La gran parte di essi, provengono dal sud, e in particolare dalla Sicilia e dalla Calabria. Poco più del 41% ha meno di diciotto anni, i restanti, pur avendo compiuto il reato da minorenni, possono rimanere negli istituti minorili fino al compimento del venticinquesimo anno di età. Così come avviene nelle carceri per adulti, molti minori si trovano in regime di custodia cautelare in attesa di un giudizio definitivo. I reati più comuni sono quelli contro il patrimonio: furti, rapine, estorsioni, riciclaggio. Dai dati forniti dal Ministero della Giustizia emerge che i delitti a carico dei minorenni e dei giovani adulti entrati negli Istituti penali minorili per l’anno 2019 sono 1430: il 15 % sono reati contro la persona e il 13% per violazione della legge sulle droghe. C’è un sacerdote, è don Ettore Cannavera, che per ventidue anni è stato cappellano del carcere minorile sardo di Quartucciu, vicino Cagliari, fino a dimettersi per protesta e per dimostrare quanto quel luogo non servisse in realtà a nulla. Don Cannavera dallo scorso febbraio è addirittura membro del Consiglio generale del Partito Radicale Nonviolento Transnazionale e Transpartito che, anche in coerenza con la sua presenza, ha scelto di occuparsi a tempo pieno della tematica.
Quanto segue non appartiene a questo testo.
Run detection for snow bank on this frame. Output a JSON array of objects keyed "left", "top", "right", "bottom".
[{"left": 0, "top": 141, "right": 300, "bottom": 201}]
Da qui la scelta di organizzare nel congresso della “sezione” italiana degli iscritti al PR, tenutosi a inizio novembre a Napoli, una tavola rotonda incentrata proprio sull’utilità (o meno) dei centri di detenzione per giovani minorenni. Tra gli uditori presenti il presidente della Camera, Roberto Fico. «Privare un minore della libertà, degli affetti, significa impedirgli di poter compiere un reale percorso di reinserimento e di poter godere del diritto all’educazione, che in molti casi, non per sua colpa ma per il contesto che li ha portati a compiere il reato, gli è stato negato» ci ha spiegato la dirigente radicale Testa.  «La risposta civile che oggi noi possiamo dare a questi ragazzi è quella di chiedere alle istituzioni di farsene carico, attraverso quelle che sono le indicazioni della Costituzione, dei codici e delle convenzioni internazionali». Vale la pena, dunque, andare a consultare un po’ di dati e capire quali sono questi strumenti.  «Riteniamo che occorra una grande mobilitazione politica, culturale e istituzionale per superare non il concetto di pena, che pure deve essere espletata, ma la carcerazione all’interno delle prigioni» spiega ancora Testa che conclude: «Con il partito radicale e insieme a Don Ettore Cannavera ci siamo impegnati in questa iniziativa perché abbiamo l’obbligo di dare risposte educative, così come chiede l’articolo 27 della Costituzione, che parla di pena e non di carcere: una pena che tenda alla rieducazione e al reinserimento sociale».